Si tratta di temi rivolti a tutti, di fatto. Assistiamo a scontri politici continui su temi su cui francamente non si capisce perché bisognerebbe dividersi. Veramente si pensa che chi è di sinistra non abbia problemi con il sistema fiscale italiano? Davvero chi è di destra non ha a cuore i diritti civili?

Non penso sia così. Tutte le tematiche che hanno segnato la seconda repubblica sono state largamente “spinte” ideologicamente, caricate di propaganda. Solo estremizzandole, spingendole al parossismo, le persone si sono poi sentite coinvolte.

Sin dalle elezioni del ’94. Quelle elezioni sono sembrate a momenti uno scontro epico tra comunisti e liberali, tra visioni del mondo opposte. Ma non era mica vero. Non c’erano mica più i comunisti, era chiaro. E, alla fine si è capito, neanche i liberali.

La “sinistra” non ha forse spinto i diritti civili a livelli di retorica folli?
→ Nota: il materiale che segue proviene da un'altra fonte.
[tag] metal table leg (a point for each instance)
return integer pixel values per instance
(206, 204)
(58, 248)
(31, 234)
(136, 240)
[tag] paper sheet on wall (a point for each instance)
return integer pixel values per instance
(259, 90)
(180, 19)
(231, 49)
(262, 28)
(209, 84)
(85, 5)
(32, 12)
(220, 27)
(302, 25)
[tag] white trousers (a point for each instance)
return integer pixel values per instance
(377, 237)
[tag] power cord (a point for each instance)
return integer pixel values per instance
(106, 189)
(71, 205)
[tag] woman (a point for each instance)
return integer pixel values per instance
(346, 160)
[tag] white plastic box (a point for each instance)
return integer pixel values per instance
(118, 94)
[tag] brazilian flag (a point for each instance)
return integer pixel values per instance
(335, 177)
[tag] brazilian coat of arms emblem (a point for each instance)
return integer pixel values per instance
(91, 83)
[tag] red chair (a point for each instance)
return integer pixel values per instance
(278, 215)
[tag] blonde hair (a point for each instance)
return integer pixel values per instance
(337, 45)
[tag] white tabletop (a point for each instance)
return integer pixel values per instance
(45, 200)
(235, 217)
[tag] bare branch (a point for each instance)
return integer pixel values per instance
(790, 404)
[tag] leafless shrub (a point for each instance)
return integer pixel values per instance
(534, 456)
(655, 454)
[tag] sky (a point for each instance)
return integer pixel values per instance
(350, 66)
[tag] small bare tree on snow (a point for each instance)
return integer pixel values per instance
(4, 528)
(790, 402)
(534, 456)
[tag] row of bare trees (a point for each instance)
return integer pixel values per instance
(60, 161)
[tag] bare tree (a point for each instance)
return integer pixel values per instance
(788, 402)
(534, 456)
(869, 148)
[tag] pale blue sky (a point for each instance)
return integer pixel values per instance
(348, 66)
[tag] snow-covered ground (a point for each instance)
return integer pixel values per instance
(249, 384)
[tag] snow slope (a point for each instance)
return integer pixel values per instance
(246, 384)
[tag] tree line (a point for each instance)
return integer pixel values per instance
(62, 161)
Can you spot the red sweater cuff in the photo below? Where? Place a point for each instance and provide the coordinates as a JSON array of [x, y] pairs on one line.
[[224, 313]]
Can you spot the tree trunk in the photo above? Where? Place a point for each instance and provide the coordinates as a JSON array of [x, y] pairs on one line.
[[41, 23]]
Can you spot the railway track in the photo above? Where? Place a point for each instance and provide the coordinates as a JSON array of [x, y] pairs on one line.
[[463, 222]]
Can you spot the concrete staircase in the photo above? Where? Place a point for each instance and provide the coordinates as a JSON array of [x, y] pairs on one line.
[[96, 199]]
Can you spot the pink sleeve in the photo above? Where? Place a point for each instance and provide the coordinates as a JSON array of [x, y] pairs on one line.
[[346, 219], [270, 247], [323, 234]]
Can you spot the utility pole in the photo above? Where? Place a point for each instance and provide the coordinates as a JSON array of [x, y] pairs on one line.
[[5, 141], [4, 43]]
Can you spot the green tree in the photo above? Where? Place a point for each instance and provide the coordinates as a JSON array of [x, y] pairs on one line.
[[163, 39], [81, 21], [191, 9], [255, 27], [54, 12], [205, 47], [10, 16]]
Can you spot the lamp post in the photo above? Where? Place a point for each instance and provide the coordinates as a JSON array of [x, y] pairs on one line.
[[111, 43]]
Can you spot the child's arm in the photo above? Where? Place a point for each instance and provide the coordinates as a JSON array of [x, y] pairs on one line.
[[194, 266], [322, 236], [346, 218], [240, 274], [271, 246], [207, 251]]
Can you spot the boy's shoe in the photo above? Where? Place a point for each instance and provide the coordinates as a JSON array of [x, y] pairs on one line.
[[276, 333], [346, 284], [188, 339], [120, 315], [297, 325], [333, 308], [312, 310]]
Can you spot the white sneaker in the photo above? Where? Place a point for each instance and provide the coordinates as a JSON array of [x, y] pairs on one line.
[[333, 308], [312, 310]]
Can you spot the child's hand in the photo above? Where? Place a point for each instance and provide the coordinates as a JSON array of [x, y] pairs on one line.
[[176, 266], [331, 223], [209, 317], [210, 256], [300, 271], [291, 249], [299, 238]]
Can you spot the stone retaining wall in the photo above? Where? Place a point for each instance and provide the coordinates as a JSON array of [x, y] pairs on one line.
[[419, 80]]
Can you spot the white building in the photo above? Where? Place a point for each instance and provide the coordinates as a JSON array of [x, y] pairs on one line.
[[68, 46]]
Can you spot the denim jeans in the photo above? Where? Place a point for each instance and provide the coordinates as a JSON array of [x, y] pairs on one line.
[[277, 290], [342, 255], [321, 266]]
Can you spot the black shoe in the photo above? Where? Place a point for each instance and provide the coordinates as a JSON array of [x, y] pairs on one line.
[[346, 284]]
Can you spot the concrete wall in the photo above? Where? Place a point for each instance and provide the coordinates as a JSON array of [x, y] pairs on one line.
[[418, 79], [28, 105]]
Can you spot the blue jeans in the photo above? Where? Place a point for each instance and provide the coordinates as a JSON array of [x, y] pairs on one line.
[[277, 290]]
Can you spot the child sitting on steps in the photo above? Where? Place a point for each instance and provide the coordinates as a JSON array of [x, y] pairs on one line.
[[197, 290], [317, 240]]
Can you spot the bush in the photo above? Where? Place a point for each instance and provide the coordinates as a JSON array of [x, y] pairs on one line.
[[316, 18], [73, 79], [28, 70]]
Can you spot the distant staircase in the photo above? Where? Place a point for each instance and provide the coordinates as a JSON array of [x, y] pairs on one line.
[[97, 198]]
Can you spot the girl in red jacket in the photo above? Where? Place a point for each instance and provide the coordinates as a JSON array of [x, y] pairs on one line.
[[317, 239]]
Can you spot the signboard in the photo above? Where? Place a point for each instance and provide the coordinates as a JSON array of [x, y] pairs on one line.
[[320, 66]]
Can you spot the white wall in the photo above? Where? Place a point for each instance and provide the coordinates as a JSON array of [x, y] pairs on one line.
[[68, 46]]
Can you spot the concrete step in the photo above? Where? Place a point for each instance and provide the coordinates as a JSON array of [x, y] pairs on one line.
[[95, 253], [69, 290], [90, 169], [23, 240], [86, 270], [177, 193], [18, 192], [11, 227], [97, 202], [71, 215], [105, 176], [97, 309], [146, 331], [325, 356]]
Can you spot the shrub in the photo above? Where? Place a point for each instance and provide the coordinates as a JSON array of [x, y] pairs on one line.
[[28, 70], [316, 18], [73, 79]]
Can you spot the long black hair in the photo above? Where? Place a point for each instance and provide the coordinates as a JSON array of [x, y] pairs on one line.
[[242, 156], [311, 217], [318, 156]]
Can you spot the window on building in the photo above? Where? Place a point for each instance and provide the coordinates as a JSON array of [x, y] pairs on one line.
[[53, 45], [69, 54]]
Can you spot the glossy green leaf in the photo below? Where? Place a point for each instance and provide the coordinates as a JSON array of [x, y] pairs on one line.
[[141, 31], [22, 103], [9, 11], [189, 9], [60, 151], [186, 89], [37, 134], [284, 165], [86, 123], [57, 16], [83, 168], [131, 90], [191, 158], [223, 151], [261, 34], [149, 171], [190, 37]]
Io penso di sì. Perché arrivare al punto di non riconoscere più l’esistenza dei generi, che è semplicemente un fatto?
Credo che si spinga su tematiche sempre più estreme proprio per marcare una distinzione su una tematica che di per sé non è affatto divisiva, o quantomeno, non lo è quasi più.

Che la stragrande maggioranza di questo Paese abbia a cuore le sorti delle persone che sbarcano dopo viaggi e sofferenze enormi, a me pare chiaro, sinceramente. Così come mi pare anche chiaro che ci siano delle problematiche legate all’immigrazione, in alcune zone in particolare, che non si può far semplicemente finta che non esistano.

Ma da qui a parlare di sparare sui barconi, di assurdità tipo l’invasione o la sostituzione etnica, certo ce ne corre. La “destra” spinge la tematica a livelli propagandistici insopportabili. E’ solo ad un livello tale di retorica che qualcuno effettivamente si va a schierare pro o contro qualcuno su un tema del genere.

Non possiamo continuare ad organizzare soggetti politici non rappresentativi su tematiche generiche e trasversali. Siamo finiti in separazioni politiche artefatte, mantenute in vita solo dalla spinta ridicola della classe politica in senso propagandistico ed estremo. Una retorica che poi resta, grazie a Dio, quasi esclusivamente verbale.

Poveri politici italiani

Ma la colpa non può davvero essere addossata tutta ai politici. Certo, non si può dire che la classe politica italiana degli ultimi trent’anni abbia brillato per visione, intuitività e concretezza. Ma come avrebbe potuto?

Se nella società non ci sono più soggetti politici di massa che esprimono idee politiche diverse ma largamente condivise, come si fa a fare buona politica? Si è, per forza, sempre in disaccordo anche all’interno di movimenti teoricamente omogenei.

Vogliamo davvero restare in questo stato di cose in cui le divisioni politiche sono causate da scontri personali? Carriere politiche fondate su rapporti personali, addirittura familiari, pare.

L’attuale crisi della rappresentanza non è colpa dei politici ma dell’incapacità della società in generale – anche dei politici, quindi – di organizzarsi, di interpretarsi. Per questo non votiamo più: non ci sentiamo parte di niente e nessuno può rappresentarci tutti come individui.

E’ perché voglio bene alla democrazia rappresentativa che mi piacerebbe sentirmi parte di un soggetto politico collettivo.